E ‘l modo ancor m’offende: voci di donne vittime di femminicidio / Maria Dell’Anno
Cinisello Balsamo (MI): San Paolo, 2022
“E ’ l modo ancor m’offende : voci di donne vittime di femminicidio “ è una raccolta di 10 racconti dedicati a donne vittime di femminicidio, uccise da uomini che dicevano di amarle, mariti, ex mariti, fidanzati ed ex fidanzati: i racconti sono scritti in prima persona, quindi sono le stesse donne a raccontare la propria vita e la propria morte, la loro versione dei fatti. Sono donne che hanno rivendicato la propria libertà, la libertà di decidere della propria vita, la libertà di dire no, e che sono state punite per questo.
Pur essendo elaborazioni narrative, i racconti si basano su un attento lavoro di ricerca di informazioni e notizie apparse sulla stampa, nelle sentenze processuali e/o riportate in altri studi, nonché in alcuni casi sulla diretta testimonianza dei familiari delle vittime personalmente
contattati/e dall’autrice.
Le voci di queste undici vite spezzate ci aprono gli occhi e rispondono a domande che non possiamo evitare:
Cosa pensavano queste donne della loro vita, dei loro uomini, del loro essere mogli e madri?
Come hanno lottato per riacquistare una vita libera dalla violenza maschile.
Chi poteva e doveva aiutarle?
Cosa ha fatto per loro lo Stato di cui erano cittadine? Cosa deve cambiare nella nostra cultura e nel rapporto tra uomini e donne? E cosa può fare ciascuno e ciascuna di noi per cambiarlo?
Giovedì 19 Maggio 2022 ore 18.00 in occasione del SALONE OFF
presso la Biblioteca civica Natalia Ginzburg
Maria Dell’Anno ha presentato il suo libro E ‘L MODO ANCOR M’OFFENDE
In collaborazione con la Casa delle donne di Torino e le Biblioteche delle Donne di Láadan
Dall’introduzione dell’autrice:
“Ho voluto dar voce alle donne. Ho voluto restituire loro quella voce che gli uomini che dicevano di amarle hanno condannato al silenzio. Ho voluto raccontare la loro versione della storia. E sono voluta partire proprio da una voce che tutte e tutti abbiamo ascoltato, pur senza comprendere di cosa ci stava parlando. […] È per restituire alle donne la dignità strappata loro dalla violenza che ho voluto scrivere questi racconti. È per restituire e restituirci la loro visione della vita e del mondo in cui hanno vissuto. È per restituire a chi ha voluto loro davvero bene ancora un pezzetto della loro figlia, mamma, amica, sorella.”
Il testo ha una prefazione a cura di NADIA SOMMA – giornalista, fondatrice e attivista del centro antiviolenza Demetra Donne in aiuto ed una Postfazione di GIOVANNA FERRARI – madre di Giulia Galiotto, attivista dell’UDI, maestra elementare in pensione
A dicembre 2023 il libro “E ‘l modo ancor m’offende. Voci di donne vittime di femminicidio” ha vinto il Premio letterario giornalistico Nadia Toffa, dedicato a libri d’ispirazione sociale, con particolare attenzione al mondo delle donne.

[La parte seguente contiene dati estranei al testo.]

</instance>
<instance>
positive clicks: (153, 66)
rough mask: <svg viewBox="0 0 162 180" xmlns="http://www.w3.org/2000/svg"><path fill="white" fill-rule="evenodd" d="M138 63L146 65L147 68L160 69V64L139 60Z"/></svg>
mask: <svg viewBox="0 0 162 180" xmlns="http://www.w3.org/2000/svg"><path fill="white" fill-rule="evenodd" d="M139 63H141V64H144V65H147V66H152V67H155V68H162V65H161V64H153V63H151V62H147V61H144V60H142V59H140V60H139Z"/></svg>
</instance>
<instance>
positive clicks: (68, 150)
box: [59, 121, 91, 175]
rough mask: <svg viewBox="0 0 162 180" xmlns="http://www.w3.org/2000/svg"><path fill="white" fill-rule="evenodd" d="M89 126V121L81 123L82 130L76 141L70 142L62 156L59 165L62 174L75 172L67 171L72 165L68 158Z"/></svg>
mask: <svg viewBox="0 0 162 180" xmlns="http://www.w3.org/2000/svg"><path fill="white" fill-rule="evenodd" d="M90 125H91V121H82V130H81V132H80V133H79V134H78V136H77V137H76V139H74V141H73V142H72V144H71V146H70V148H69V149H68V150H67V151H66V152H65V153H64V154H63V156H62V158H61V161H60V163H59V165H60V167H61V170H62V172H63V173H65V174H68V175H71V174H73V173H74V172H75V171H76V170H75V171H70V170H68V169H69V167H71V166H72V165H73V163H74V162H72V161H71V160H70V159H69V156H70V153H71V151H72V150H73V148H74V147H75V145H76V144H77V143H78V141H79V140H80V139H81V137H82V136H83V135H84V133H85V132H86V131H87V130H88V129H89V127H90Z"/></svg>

MARIA DELL’ANNO è giurista, criminologa e soprattutto scrittrice. Solo quando scrive sente che sta facendo ciò per cui è nata. Da alcuni anni studia e scrive sulla violenza maschile contro le donne, dopo essersi formata in due centri antiviolenza dell’Emilia-Romagna. Crede fermamente che solo un profondo cambiamento culturale potrà mettere la parola fine a questa perfida forma di violenza. Ha pubblicato i romanzi “Troppo giusto quindi sbagliato” (Ed. Le Mezzelane, 2019), “Fuori tempo” (Ed. Eretica, 2021), e i saggi “Se questo è amore. La violenza maschile contro le donne nel contesto di una relazione intima” (Ed. LuoghInteriori, 2019), “Parole e pregiudizi. Il linguaggio dei giornali italiani nei casi di femminicidio” (Ed. LuoghInteriori, 2021). Ha vinto vari premi letterari e suoi racconti sono pubblicati in antologie. Scrive articoli su NoiDonne.org e Filodiritto.com.